Mary Ann se acercó más, retiró la mano humedecida de Paddy de su rostro y se la apretó con fuerza. La sostuvo hasta que su hermana pequeña se hubo dormido y, luego, se levantó de la cama y colocó el brazo regordete de Paddy bajo las mantas. Se sentó a un lado de la cama de Paddy, sonrió hasta que se le secaron los dientes y los labios se le pegaron, hasta que los pies se le quedaron helados de frío.

Capítulo 15

Plastas de pub convertidos en héroes urbanos

I

Cuando bajaba a desayunar una hora antes de lo habitual, con la esperanza de evitarlos a todos, Paddy se detuvo en las escaleras a escuchar los ruidos, atenta al agudo tintineo de las cucharillas contra la loza o a los golpes de las tazas de té posándose sobre la mesa. La casa estaba en silencio. Bajó a hurtadillas y se plantó ante la puerta de la cocina antes de darse cuenta de que la familia entera se había levantado pronto, con el fin de evitarla, y estaban sentados alrededor de la mesa, guardando un respetuoso silencio.

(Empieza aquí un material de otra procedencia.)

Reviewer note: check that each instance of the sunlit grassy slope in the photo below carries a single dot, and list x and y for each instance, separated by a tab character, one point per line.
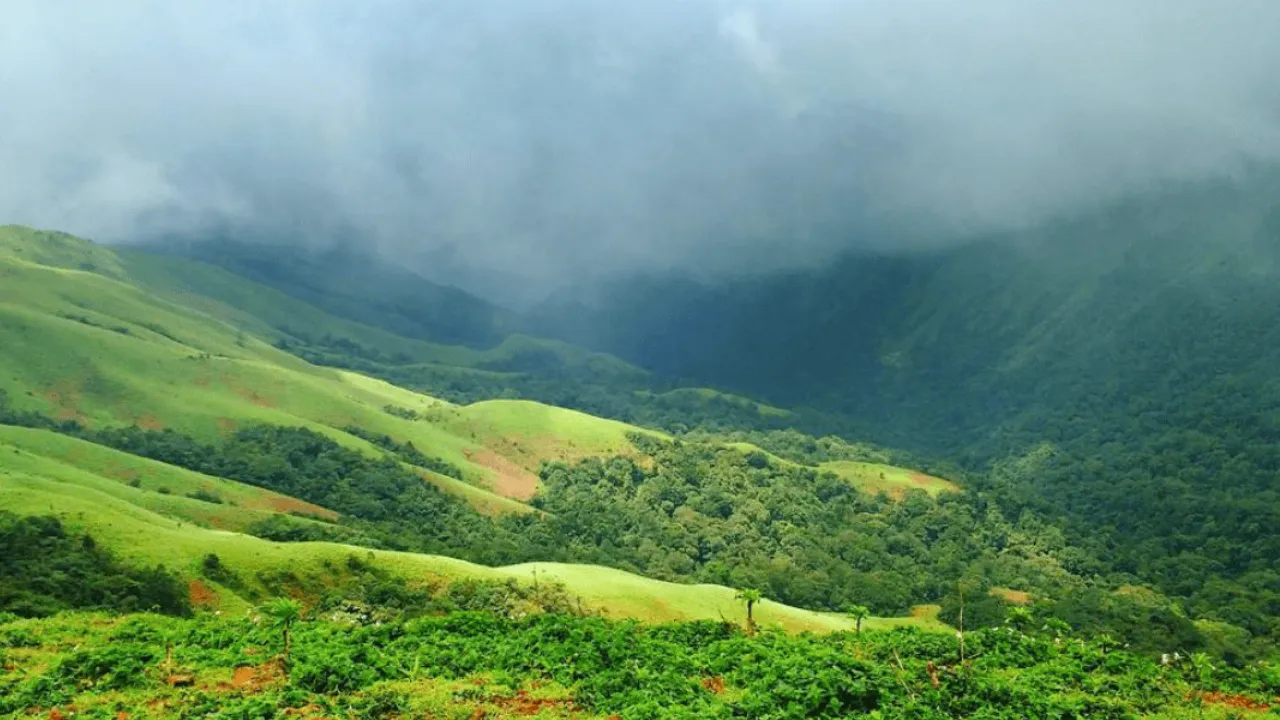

No podía retroceder. El grupo entero se puso tenso cuando ella se acercó en busca de una silla. El único sitio libre que había era al lado de su padre. El hombre se quedó mirando obsesivamente el dorso del paquete de cereales mientras Paddy acercaba el taburete plegable y se sentaba. Se sirvió una taza de té de la tetera.

Connolly carraspeó varias veces. Gerald echó una mirada alrededor de la mesa, rogando en silencio que alguien hiciera algo; por su parte, Trisha daba golpes con la vajilla en el fregadero. Marty era el único que parecía medianamente satisfecho. Miraba feliz a su alrededor, canturreando el estribillo de Vierta para sus adentros.

Trisha encabezó el éxodo. Abandonó abruptamente su taza con la vajilla y se retiro de la cocina. Gerald acabo rápidamente de desayunar y corrió al piso de arriba. Con se marchó sin acabarse los cereales. Marty se tomó su tiempo para servirse una lujosa media rebanada de más, mientras Paddy y Mary Ann lo observaban. Al final, su fingida calma se agotó y también se marchó.

Paddy miró a su hermana través de los escombros de la mesa. Mary Ann levantó las cejas sorprendida.

– Oh -exclamó, y luego estalló en carcajadas hasta ponerse morada.

II

Era una portada asquerosa. La noticia estrella era una foto del pequeño Brian bajo el empalagoso titular LA AGONÍA DE NUESTRO BRIAN, cinco palabras que no sólo implicaban que la criatura había sufrido terriblemente, sino que, un poco antes, se había convertido en propiedad del Scottish Daily News. El titular se había redactado durante una reunión editorial tardía y se basaba en la suposición de lo que el público querría leer y escuchar de los editores jefes, hartos e incapaces ya de recordar el sabor del sentimiento genuino. Un velo de vergüenza pegajosa cubría la redacción; era algo que los implicaba a todos y que alteraba el humor de los periodistas, de manera que se metían con los más jóvenes, gritaban a los chicos de los recados y protestaban por cualquier cosa. A las dos horas de empezar el turno, la mitad del personal estaba cabreado y la otra mitad estaba en el pub, a punto de cabrearse.